InvITs have gained momentum with AUM doubling from about ₹3 lakh crore in FY22 to around ₹6.25 lakh crore by FY25, said the ratings major in a note. The number of InvITs in India has also increased from 11 in FY22 to 22 in FY25, reflecting both structural investor appetite and the rapid institutionalisation of operational infrastructure platforms.

However, sectoral dispersion is yet to catch up, it said adding that AUM remains heavily concentrated in two segments — telecom (₹3.06 lakh crore) and roads (₹2.46 lakh crore) — which together account for nearly 90 per cent of the industry’s AUM as of March 31, 2025, signalling diversification opportunities.

CareEdge Ratings expects InvIT AUM to grow led by portfolio expansion across roads, transmission, warehousing and renewable senergy ectors in FY26. “The medium-term trajectory will also benefit from the strong National Monetisation Pipeline-II (NMP-II), the pool of operational HAM assets, and increasing activity on transmission and warehousing platforms.”

InvITs have mobilised ₹88,000 crore equity during the past three years, FY23-FY25, and are expected to further raise ₹16,500 crore in FY26.

Reliance on banks

InvITs on a combined/aggregate basis had an outstanding gross debt of ₹2.82 lakh crore at the end of FY25. The borrowing mix of InvITs continues to show a clear reliance on banks, with term loans accounting for nearly two-thirds of total borrowings as of March 31, 2025. Bond issuances, despite gradual progress, account for only about 20 per cent of the combined debt, highlighting an underpenetrated capital market base even as platforms mature.

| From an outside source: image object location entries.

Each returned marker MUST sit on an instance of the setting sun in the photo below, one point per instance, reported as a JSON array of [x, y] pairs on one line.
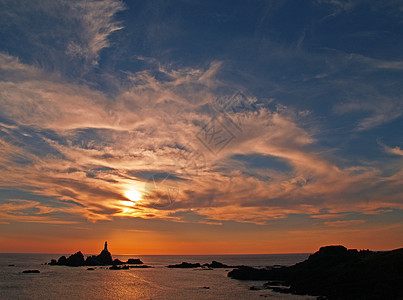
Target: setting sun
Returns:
[[133, 195]]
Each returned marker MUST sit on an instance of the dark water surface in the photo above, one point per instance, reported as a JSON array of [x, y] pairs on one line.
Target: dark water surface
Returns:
[[159, 282]]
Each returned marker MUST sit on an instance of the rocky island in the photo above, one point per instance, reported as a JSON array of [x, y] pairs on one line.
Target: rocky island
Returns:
[[102, 259], [336, 273]]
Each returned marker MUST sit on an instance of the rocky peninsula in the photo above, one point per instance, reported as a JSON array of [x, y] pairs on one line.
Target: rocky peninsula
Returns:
[[336, 273], [102, 259]]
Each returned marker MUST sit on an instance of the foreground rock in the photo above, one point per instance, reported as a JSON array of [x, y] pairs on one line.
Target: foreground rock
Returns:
[[216, 265], [337, 273], [185, 265], [103, 259]]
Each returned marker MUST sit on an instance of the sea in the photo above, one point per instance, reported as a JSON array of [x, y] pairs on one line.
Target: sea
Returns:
[[158, 282]]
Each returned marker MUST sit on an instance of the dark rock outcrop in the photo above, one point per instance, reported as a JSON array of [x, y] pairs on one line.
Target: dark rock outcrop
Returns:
[[338, 273], [215, 265], [116, 267], [75, 260], [185, 265], [103, 259], [134, 261], [31, 271]]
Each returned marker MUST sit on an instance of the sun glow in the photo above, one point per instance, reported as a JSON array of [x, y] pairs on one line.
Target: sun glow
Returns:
[[133, 195]]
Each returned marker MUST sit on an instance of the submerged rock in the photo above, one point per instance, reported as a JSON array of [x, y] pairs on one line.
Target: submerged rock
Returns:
[[337, 273], [102, 259], [31, 271], [75, 260], [185, 265], [215, 264], [134, 261]]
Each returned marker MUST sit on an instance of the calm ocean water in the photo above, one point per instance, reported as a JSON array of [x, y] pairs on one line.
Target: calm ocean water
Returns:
[[159, 282]]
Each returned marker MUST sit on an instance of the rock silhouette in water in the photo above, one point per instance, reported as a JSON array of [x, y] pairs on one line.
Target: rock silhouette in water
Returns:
[[103, 259], [31, 271], [337, 273]]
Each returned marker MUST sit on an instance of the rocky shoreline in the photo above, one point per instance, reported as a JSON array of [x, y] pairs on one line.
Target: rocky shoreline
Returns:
[[336, 273], [103, 259]]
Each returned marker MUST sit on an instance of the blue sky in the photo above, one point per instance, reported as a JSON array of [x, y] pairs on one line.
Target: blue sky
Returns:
[[270, 118]]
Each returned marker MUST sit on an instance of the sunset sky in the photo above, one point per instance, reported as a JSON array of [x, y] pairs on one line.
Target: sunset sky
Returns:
[[200, 127]]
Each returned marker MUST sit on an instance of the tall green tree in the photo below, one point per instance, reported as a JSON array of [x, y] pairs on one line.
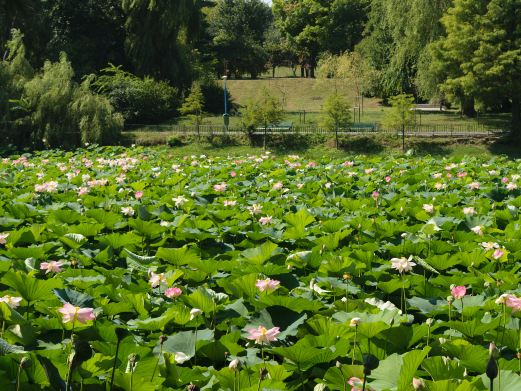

“InvITs are expected to witness another year of steady growth in FY26, with nearly ₹1 lakh crore of additional AUM driven by the roads, warehousing, transmission, and renewable energy sectors. The sector’s credit profile remains robust, supported by diversified, operational asset pools. However, there remains significant potential to enhance creditor protections further and deepen the domestic investor base, particularly given the currently low participation by retail investors, mutual funds, and insurance companies,” said Maulesh Desai, Director at CareEdge Ratings.

“Leverage levels are expected to remain stable at around 49 per cent in FY26, aided by valuation gains and continued equity issuances. Bond market participation is likely to stay moderate, representing approximately 20 per cent of the estimated ₹3.70 lakh crore in debt as of March 31, 2026,” he added.